Selon Ignatius, l'administration Trump aurait même envisagé d'envoyer des missiles de croisière Tomahawk (dont la portée dépasse 1 000 km), du même type que ceux utilisés lors de la frappe contre des installations nucléaires à Ispahan, en Iran. Cette idée aurait toutefois été écartée pour l'instant.
Il est difficile d'évaluer la fiabilité de telles "fuites". Rappelons qu'Ignatius et le Washington Post sont tous deux résolument pro-interventionnistes lorsqu'il s'agit de s'opposer à Moscou.
Ces allégations pourraient faire partie d'une campagne de propagande destinée à dissuader la Russie et à galvaniser la faction interventionniste à Washington.
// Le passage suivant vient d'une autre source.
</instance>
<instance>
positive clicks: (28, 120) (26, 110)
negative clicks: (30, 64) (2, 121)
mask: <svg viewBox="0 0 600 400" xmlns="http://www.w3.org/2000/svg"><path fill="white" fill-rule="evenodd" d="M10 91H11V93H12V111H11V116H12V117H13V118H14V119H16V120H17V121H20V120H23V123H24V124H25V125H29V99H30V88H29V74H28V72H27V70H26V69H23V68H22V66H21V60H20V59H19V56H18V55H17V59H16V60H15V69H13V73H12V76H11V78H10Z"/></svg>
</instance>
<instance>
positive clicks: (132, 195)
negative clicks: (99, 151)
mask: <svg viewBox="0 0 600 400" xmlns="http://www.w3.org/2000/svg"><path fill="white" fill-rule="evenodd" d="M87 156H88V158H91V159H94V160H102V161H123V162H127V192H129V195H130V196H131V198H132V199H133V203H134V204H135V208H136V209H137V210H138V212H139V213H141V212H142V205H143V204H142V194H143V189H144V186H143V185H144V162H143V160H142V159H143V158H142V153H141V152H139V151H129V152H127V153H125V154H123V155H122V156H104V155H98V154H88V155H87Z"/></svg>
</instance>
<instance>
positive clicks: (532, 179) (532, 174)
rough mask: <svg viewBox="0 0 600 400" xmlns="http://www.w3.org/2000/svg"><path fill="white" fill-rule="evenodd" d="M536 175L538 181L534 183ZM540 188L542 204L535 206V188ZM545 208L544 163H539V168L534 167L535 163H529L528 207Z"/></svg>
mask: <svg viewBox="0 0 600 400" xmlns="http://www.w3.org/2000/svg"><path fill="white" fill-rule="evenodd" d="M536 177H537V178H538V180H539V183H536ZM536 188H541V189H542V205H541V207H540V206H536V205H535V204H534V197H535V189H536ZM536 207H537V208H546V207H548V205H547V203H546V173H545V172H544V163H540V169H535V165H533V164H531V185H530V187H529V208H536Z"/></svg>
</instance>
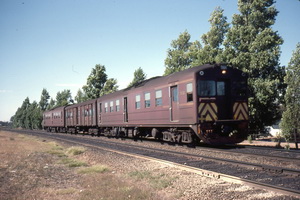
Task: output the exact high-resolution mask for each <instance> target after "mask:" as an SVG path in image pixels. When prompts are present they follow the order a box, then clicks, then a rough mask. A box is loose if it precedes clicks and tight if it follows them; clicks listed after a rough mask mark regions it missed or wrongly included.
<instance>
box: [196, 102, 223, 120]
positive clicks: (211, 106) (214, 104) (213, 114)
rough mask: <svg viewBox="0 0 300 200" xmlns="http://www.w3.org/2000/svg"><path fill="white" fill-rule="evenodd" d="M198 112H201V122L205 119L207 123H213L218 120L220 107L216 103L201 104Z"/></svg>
mask: <svg viewBox="0 0 300 200" xmlns="http://www.w3.org/2000/svg"><path fill="white" fill-rule="evenodd" d="M198 110H199V115H200V116H201V117H200V118H199V120H200V121H203V119H205V120H206V121H213V120H217V119H218V117H217V112H218V107H217V105H216V104H215V103H201V104H200V105H199V108H198ZM201 110H202V111H201ZM200 111H201V112H200Z"/></svg>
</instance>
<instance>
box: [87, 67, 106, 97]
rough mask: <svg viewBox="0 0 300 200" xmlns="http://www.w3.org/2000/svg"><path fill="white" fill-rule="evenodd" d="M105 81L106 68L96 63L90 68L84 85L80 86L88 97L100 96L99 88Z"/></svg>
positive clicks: (101, 87)
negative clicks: (81, 86) (95, 65)
mask: <svg viewBox="0 0 300 200" xmlns="http://www.w3.org/2000/svg"><path fill="white" fill-rule="evenodd" d="M106 81H107V75H106V69H105V66H104V65H100V64H97V65H96V66H95V68H93V69H92V71H91V73H90V75H89V77H88V79H87V83H86V85H84V86H83V87H82V89H83V91H84V93H85V94H86V96H87V98H88V99H95V98H98V97H100V95H101V90H102V89H103V87H104V85H105V83H106Z"/></svg>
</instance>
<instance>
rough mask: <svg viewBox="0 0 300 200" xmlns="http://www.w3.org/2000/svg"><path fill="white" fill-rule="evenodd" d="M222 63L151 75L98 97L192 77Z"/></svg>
mask: <svg viewBox="0 0 300 200" xmlns="http://www.w3.org/2000/svg"><path fill="white" fill-rule="evenodd" d="M221 65H223V64H205V65H200V66H196V67H192V68H188V69H185V70H182V71H180V72H174V73H172V74H169V75H167V76H156V77H152V78H149V79H146V80H144V81H141V82H139V83H137V84H135V85H133V86H130V87H127V88H125V89H122V90H119V91H116V92H114V93H111V94H107V95H104V96H101V97H99V98H101V99H106V98H114V97H115V96H119V95H124V96H125V95H126V94H128V93H129V92H130V91H132V90H135V89H138V88H141V87H149V88H151V87H157V86H160V85H164V84H169V83H173V82H176V81H179V80H182V79H185V78H188V77H193V76H194V74H195V73H197V72H199V71H201V70H206V69H209V68H215V67H219V66H221Z"/></svg>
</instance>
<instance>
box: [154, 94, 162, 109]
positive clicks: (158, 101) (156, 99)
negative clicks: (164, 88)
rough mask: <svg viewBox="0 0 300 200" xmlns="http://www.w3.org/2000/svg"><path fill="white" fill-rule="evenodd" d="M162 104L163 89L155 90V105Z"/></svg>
mask: <svg viewBox="0 0 300 200" xmlns="http://www.w3.org/2000/svg"><path fill="white" fill-rule="evenodd" d="M161 105H162V91H161V90H157V91H155V106H161Z"/></svg>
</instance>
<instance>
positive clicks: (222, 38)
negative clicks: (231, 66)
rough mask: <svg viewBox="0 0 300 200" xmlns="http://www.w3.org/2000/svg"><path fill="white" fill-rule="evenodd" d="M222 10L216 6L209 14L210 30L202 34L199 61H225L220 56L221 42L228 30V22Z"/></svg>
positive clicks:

Il ne faut toutefois pas sous-estimer le risque de provocations, comme l'opération ukrainienne " Spider Web" du 1er juin, dirigée contre les bombardiers stratégiques russes stationnés sur territoire russe.
Après l'attaque contre l'Iran, un "parti belliciste" bipartite semble prendre de l'ampleur à Washington, déterminé à privilégier la force pour résoudre les crises internationales.
Trump va inévitablement devoir composer avec l'aile isolationniste du mouvement qui le soutient.
Selon Ignatius, Trump aurait été impressionné par la performance des bombardiers B-2 lors de l'attaque contre les installations nucléaires iraniennes et serait désormais convaincu qu'il faut exercer une "pression maximale" sur le président russe Vladimir Poutine.